- The Hill -
Director of National Intelligence Dennis Blair on Wednesday said he should not have given in to pressure to reduce the passenger no-fly list before the attempted Christmas Day bombing of Northwest Airlines Flight 253.
“The pressure on the no-fly list was to make them smaller … shame on us for giving in to that pressure,” Blair told the Senate Homeland Security Committee during a Wednesday hearing.
“What is prudent is to put names on just in case and take them off when it’s justified,” he said. “The pressure [before the attempted bombing] was in the other direction.
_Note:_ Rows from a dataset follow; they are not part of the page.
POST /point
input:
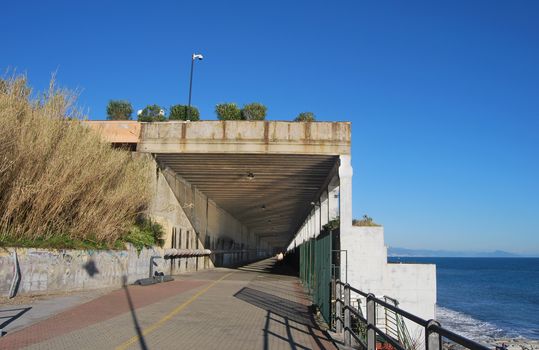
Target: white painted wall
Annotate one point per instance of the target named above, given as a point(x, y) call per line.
point(413, 285)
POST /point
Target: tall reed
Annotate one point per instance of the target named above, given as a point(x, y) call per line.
point(57, 177)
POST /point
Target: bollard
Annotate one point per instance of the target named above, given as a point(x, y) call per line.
point(433, 340)
point(371, 322)
point(347, 326)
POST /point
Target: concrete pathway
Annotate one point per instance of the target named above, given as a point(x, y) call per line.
point(258, 306)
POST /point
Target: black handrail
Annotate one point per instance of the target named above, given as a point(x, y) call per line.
point(431, 327)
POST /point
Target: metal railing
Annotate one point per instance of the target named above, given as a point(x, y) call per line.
point(366, 332)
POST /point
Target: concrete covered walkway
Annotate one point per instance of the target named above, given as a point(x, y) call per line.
point(259, 306)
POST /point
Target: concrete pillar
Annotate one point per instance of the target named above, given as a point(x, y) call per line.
point(324, 208)
point(333, 198)
point(345, 193)
point(317, 227)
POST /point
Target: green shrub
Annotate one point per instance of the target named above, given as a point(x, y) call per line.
point(119, 110)
point(254, 111)
point(152, 113)
point(183, 112)
point(305, 117)
point(145, 234)
point(228, 111)
point(365, 221)
point(332, 224)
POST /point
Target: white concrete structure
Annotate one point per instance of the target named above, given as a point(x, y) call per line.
point(234, 186)
point(367, 268)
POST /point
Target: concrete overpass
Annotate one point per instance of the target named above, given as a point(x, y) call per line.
point(242, 185)
point(248, 189)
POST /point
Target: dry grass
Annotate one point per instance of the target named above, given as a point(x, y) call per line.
point(56, 176)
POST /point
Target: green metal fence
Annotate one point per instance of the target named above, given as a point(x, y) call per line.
point(315, 271)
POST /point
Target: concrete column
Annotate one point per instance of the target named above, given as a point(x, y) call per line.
point(324, 208)
point(317, 227)
point(345, 193)
point(333, 198)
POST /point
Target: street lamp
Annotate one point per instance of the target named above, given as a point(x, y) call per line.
point(195, 56)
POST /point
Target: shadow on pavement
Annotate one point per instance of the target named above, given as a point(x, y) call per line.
point(288, 311)
point(272, 266)
point(140, 336)
point(11, 317)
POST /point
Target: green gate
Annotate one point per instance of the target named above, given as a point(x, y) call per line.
point(315, 271)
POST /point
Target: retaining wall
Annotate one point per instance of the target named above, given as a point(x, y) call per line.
point(48, 271)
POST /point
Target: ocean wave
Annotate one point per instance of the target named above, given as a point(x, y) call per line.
point(470, 327)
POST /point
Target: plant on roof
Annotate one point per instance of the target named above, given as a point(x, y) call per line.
point(152, 113)
point(183, 112)
point(254, 111)
point(119, 110)
point(365, 221)
point(228, 111)
point(305, 117)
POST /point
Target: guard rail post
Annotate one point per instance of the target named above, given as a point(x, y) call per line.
point(371, 322)
point(347, 326)
point(433, 339)
point(338, 307)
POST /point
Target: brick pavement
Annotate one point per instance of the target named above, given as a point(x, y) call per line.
point(246, 308)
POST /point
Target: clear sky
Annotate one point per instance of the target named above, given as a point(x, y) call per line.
point(443, 96)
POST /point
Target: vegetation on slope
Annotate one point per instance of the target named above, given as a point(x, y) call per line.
point(58, 179)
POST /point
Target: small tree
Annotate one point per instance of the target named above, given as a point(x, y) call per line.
point(305, 117)
point(182, 112)
point(254, 111)
point(152, 113)
point(119, 110)
point(228, 111)
point(365, 221)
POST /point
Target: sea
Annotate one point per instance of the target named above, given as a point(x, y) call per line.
point(486, 298)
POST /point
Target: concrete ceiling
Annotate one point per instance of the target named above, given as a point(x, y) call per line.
point(269, 193)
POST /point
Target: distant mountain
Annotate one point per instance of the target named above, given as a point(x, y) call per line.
point(394, 251)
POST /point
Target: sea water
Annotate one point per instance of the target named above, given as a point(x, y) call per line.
point(486, 298)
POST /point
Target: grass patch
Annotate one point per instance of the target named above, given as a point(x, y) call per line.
point(143, 234)
point(58, 175)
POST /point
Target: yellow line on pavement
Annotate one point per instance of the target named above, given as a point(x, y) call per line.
point(171, 314)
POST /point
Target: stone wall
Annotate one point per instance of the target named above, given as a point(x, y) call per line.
point(49, 271)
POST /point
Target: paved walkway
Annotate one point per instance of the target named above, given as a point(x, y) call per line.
point(254, 307)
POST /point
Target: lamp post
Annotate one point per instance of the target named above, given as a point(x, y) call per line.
point(195, 56)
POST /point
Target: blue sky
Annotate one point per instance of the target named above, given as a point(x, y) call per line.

I should not have given in to that pressure.”
Intelligence and homeland security agencies have faced criticism for failing to place suspected attempted bomber Umar Farouk Abdulmutallab on the no-fly list even though officials knew for months that the Nigerian student had terrorist ties and his father had warned U.S. authorities about his extremist behavior.
Abdulmutallab was added to the 550,000 suspects on a watch list kept by the U.S. National Counterterrorism Center in November, yet there wasn’t enough negative information about him, by intelligence standards at the time, to put him on the no-fly list.
Blair said intelligence agencies have greatly expanded the no-fly list since the Christmas attempted bombing.
Homeland Security and Governmental Affairs Chairman Joe Lieberman (I-Conn.) thanked Blair for acknowledging the error and making efforts to correct it.
“I can’t thank you enough for what you just said,” said Lieberman. “We were using a standard that was legalistic … but we are at war.”